In 2010, the Affordable Care Act created similar, but slightly different responsibilities for not-for-profit hospitals nationwide in documenting community needs and meeting that same social obligation. The ACA requires all private, not-for-profit hospitals (including those exempt from California’s law, like small or rural hospitals) to conduct a community health needs assessment every three years, and report on community benefit activities at least once every three years. In addition, it requires each hospital to adopt and publicize a written financial assistance policy and comply with billing and collection guidelines for those that may qualify for financial assistance.
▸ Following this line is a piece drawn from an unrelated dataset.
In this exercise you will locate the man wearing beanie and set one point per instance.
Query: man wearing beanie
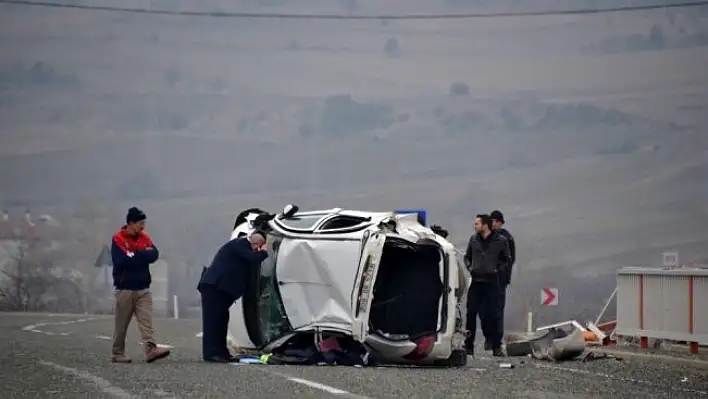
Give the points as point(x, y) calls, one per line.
point(497, 225)
point(132, 252)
Two bills currently under consideration by California’s legislature would make changes to state requirements for not-for-profit hospitals. AB 1046 would align California’s existing law with the ACA’s community health needs assessment and community benefit reporting requirements. While the legislation would not impose additional requirements on currently reporting non-profit hospitals, it does require small and rural hospitals to begin reporting, and establishes consistency between state and federal law so that hospitals could more easily comply with both state and federal requirements. AB 1046 would not expand the social obligations of non-profit hospitals in the state, but it would not undermine current expectations either.

The second bill, SB 346, includes more stringent requirements for non-profit hospitals to demonstrate their community benefit and provide proof that they are meeting the social obligation in return for their tax status. In addition, the bill would expand the requirement to include not-for-profit multispecialty clinics.

SB 346, which would be phased in by 2018, requires a specific process for community health needs assessments for both types of providers. SB 346 explicitly calls for community benefit allocations in charity care for the uninsured and underinsured, as well as community building activities. Unlike AB 1046, SB 346 does not attempt to align state-based activities with the ACA’s community health needs assessment and community benefit requirements for not-for-profit hospitals. Instead, it goes above and beyond IRS expectations by extending responsibilities for community health needs assessments and community benefits to non-profit multispecialty clinics, redefining community benefits to include charity care and community building activities, requiring more explicit and transparent reporting of public community benefit allocation and planning activities, and authorizing the Office of Statewide Health Planning and Development to calculate the value of the community benefits provided.

Given recent concerns about executive compensation at not-for-profit hospitals and health plans and whether those not-for-profit organizations are fulfilling their social obligations, there is certainly a need for state and national monitoring of community health needs, charity care provision and community benefit planning.

While AB 1046 would not significantly undermine efforts to require effective community benefit planning, its main purpose is to align with federal law and establish consistent reporting requirements for non-profit hospitals.

SB 346 not only expands the reach of community benefit requirements in the state, but also makes the process more transparent, and establishes stringent requirements focused on providing charity care and engaging in community building for not-for-profit hospitals. While these new requirements may be considered onerous by those operating not-for-profit hospitals and multispecialty clinics, the deadline for compliance is delayed until 2018 and the reporting requirements can still be aligned with ACA deadlines and concepts to ensure consistency and administrative efficiency, either through legislative amendments or during the implementation process.

It seems that both laws could have positive outcomes, and I hope for a compromise to strengthen monitoring and ensure not-for-profit hospitals actually meet their social obligation, while also aligning certain reporting requirements with existing federal law so that they are not overly burdensome or duplicative.